# Question 4
Using image of numbers classify them using beyes theorm. Note that here the parameters of guassian are unknown so with parameter estimation methods such as MLE, first calculate the parameters of guassian distribution and then use the beyes theorm to classify images. Divide images dataset into half training and half test set.

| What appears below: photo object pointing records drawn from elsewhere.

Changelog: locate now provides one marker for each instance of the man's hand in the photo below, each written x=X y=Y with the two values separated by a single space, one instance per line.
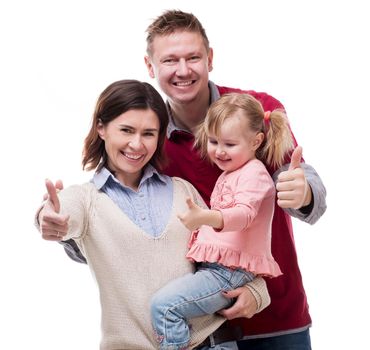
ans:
x=197 y=216
x=194 y=217
x=245 y=305
x=53 y=225
x=293 y=190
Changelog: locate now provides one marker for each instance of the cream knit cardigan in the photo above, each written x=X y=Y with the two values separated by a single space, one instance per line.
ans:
x=129 y=265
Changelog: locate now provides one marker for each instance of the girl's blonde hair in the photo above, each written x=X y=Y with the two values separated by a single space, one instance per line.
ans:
x=278 y=140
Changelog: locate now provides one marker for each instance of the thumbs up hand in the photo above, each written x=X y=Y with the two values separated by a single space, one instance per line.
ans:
x=192 y=218
x=293 y=190
x=197 y=216
x=54 y=226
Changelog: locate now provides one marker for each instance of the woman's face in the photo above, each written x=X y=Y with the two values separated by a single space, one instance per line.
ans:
x=130 y=142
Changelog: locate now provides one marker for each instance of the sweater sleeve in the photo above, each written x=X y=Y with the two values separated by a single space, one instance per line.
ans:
x=318 y=195
x=75 y=201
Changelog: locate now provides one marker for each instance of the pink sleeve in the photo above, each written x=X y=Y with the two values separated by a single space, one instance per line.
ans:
x=251 y=188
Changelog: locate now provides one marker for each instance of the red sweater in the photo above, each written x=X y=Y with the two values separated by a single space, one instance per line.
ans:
x=289 y=308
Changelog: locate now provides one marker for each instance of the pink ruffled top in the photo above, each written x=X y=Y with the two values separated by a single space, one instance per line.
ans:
x=246 y=199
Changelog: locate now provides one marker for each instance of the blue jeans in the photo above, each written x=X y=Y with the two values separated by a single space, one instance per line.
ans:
x=294 y=341
x=190 y=296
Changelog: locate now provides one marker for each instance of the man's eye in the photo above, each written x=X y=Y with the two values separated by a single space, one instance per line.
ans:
x=169 y=61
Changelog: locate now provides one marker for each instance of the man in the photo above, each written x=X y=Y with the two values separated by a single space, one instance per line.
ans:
x=180 y=59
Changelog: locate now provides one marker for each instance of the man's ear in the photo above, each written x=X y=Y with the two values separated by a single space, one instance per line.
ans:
x=149 y=66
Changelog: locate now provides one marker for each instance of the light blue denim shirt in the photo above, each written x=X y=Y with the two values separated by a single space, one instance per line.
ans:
x=149 y=207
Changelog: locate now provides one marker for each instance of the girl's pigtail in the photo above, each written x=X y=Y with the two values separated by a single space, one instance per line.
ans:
x=278 y=138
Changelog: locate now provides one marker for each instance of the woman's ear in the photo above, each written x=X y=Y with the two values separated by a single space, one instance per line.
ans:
x=100 y=129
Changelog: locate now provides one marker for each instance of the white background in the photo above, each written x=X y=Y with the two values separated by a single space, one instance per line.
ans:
x=57 y=56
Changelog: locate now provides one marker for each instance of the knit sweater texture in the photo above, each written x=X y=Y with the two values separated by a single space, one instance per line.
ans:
x=129 y=265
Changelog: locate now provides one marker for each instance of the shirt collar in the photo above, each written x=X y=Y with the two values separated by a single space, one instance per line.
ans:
x=104 y=175
x=215 y=95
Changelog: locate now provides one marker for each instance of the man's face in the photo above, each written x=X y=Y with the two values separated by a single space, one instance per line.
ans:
x=180 y=63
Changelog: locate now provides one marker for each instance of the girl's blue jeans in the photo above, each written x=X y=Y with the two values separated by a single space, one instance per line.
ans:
x=190 y=296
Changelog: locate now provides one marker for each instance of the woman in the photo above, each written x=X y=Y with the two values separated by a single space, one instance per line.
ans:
x=125 y=220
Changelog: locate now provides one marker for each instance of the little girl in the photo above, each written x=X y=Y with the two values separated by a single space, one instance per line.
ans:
x=232 y=240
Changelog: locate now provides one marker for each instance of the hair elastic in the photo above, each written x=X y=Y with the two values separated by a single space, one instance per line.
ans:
x=266 y=118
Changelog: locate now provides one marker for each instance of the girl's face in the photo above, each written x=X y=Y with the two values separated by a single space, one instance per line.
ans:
x=130 y=142
x=235 y=145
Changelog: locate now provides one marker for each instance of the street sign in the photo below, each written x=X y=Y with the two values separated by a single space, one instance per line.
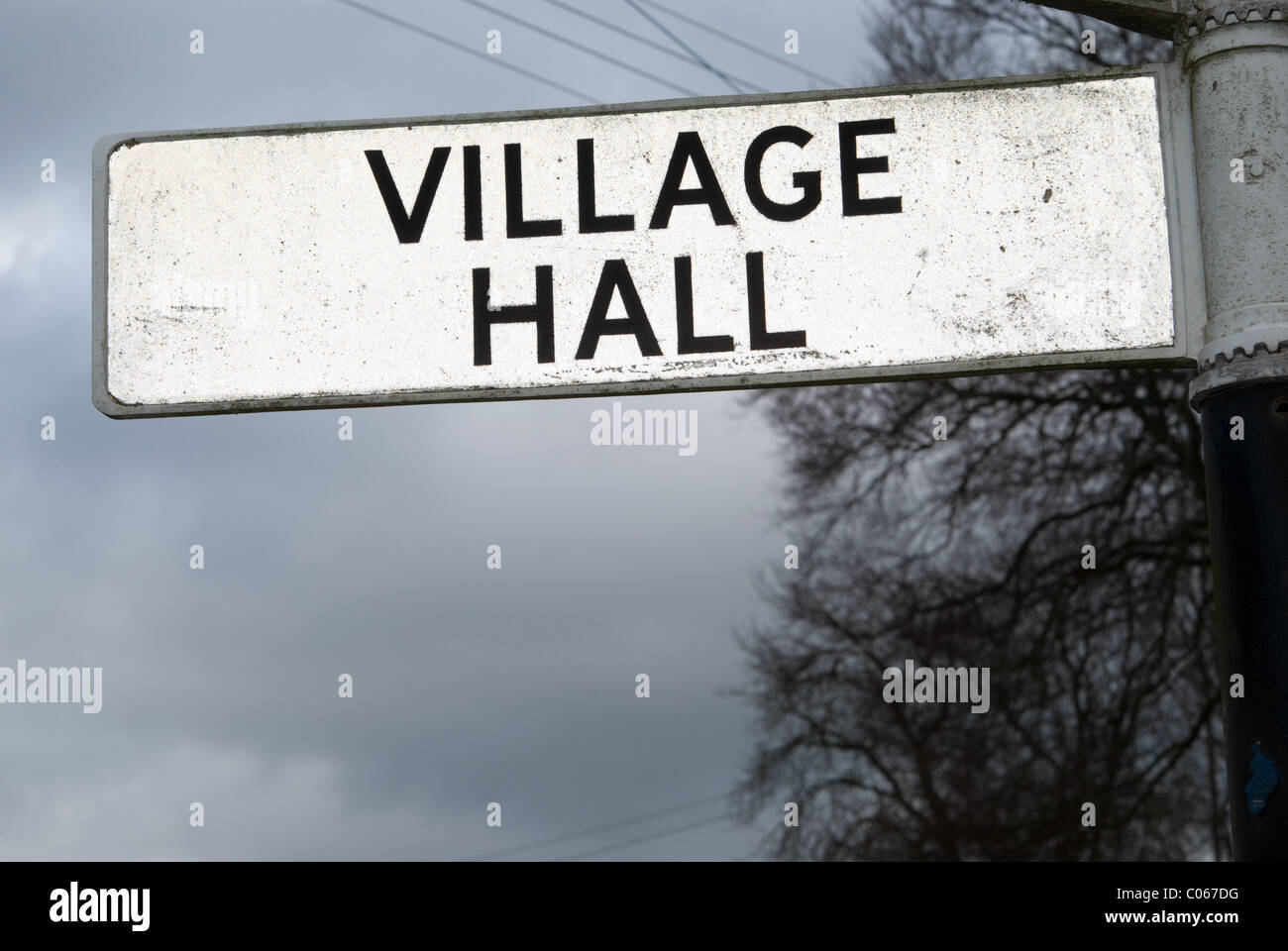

Going through the MLE (Maximum likelihood) method we calculate the $p(D|\theta)$ and $D = {x_1, x_2, ..., x_n}$. To find the $\hat{\theta}_{ML}$, we need to find the max argument of $p(D|\theta)$. As the eqaution below:
$$
\begin{equation}
\hat{\theta}_{ML} = argmax \; p(D|\theta) =>  p({x_1, x_2, ..., x_n} | \theta) = \prod_{i=1}^{n} p(x_i | \theta)
\end{equation} 
$$
and if we continue the equation above we will find the argmax as the derivative of $p(D|\theta)$ with respect to $\theta$.
$$
\begin{equation}
\hat{\theta}_{ML} = \prod_{i=1}^{n} p(x_i | \theta) \; d\theta = 0
\end{equation} 
$$
To make it more simple we can apply the logarithm to the equation to make the product as a summation
$$
\begin{equation}
\hat{\theta}_{ML} = ln \;(\prod_{i=1}^{n} p(x_i | \theta) \; d\theta) = 0 \quad => \quad \hat{\theta}_{ML} = \sum_{i=1}^{n} ln \; p(x_i | \theta) \; d\theta = 0
\end{equation} 
$$

We will choose the normal distribution function and using the equation 3 we will find the mean and covariance as below:
$$
\begin{equation}
\hat{\mu} = \frac{1}{n} \sum_{k=1}^{n} x_k
\end{equation}
$$
$$
\begin{equation}
\hat{\Sigma} = \frac{1}{n} (x_k - \hat{\mu}) (x_k - \hat{\mu})^t 
\end{equation}
$$
So lets get to work and first calculate the $\hat{\mu}$ and $\hat{\Sigma}$.

In [2]:
import numpy as np
import pandas as pd

In [4]:
## read dataset
dataset = pd.read_csv('../numbers dataset/usps_images.csv')
dataset.head()

Unnamed: 0,feature_0,feature_1,feature_2,feature_3,feature_4,feature_5,feature_6,feature_7,feature_8,feature_9,...,feature_247,feature_248,feature_249,feature_250,feature_251,feature_252,feature_253,feature_254,feature_255,label
0,0,8,0,0,6,2,0,4,0,11,...,4,5,0,0,1,0,0,0,6,0
1,0,0,9,0,4,0,6,6,0,10,...,4,8,0,0,9,0,4,8,0,0
2,1,0,0,0,0,2,4,4,0,5,...,4,9,0,0,2,0,0,0,1,0
3,0,0,0,0,3,4,2,0,0,4,...,9,6,0,5,1,0,0,0,5,0
4,0,3,0,0,9,0,5,2,1,0,...,0,0,2,4,3,0,0,0,0,0


In [6]:
def divide_dataframe(dataset, validation_split, label_string):
    """
    Divide a pandas dataframe into two dataframes

    INPUTS:
    ---------
    dataset:  the pandas dataframe that is going to be splited
    validation_split:  the partition of how the validation set will be, example: 0.1
    label:  For a multiclass classification, we need the label to get sample from each label (Must be an string)

    OUTPUTS:
    ---------
    train_set:  pandas dataframe, the partition of training set
    valid_set:  pandas dataframe, the partition of validation set  
    """

    assert ((validation_split >0) & (validation_split < 1)), "[ERROR] validation_split must be between 0 and 1!"
    columns = dataset.columns
    train_images = pd.DataFrame(columns=columns)
    validation_images = pd.DataFrame(columns=columns)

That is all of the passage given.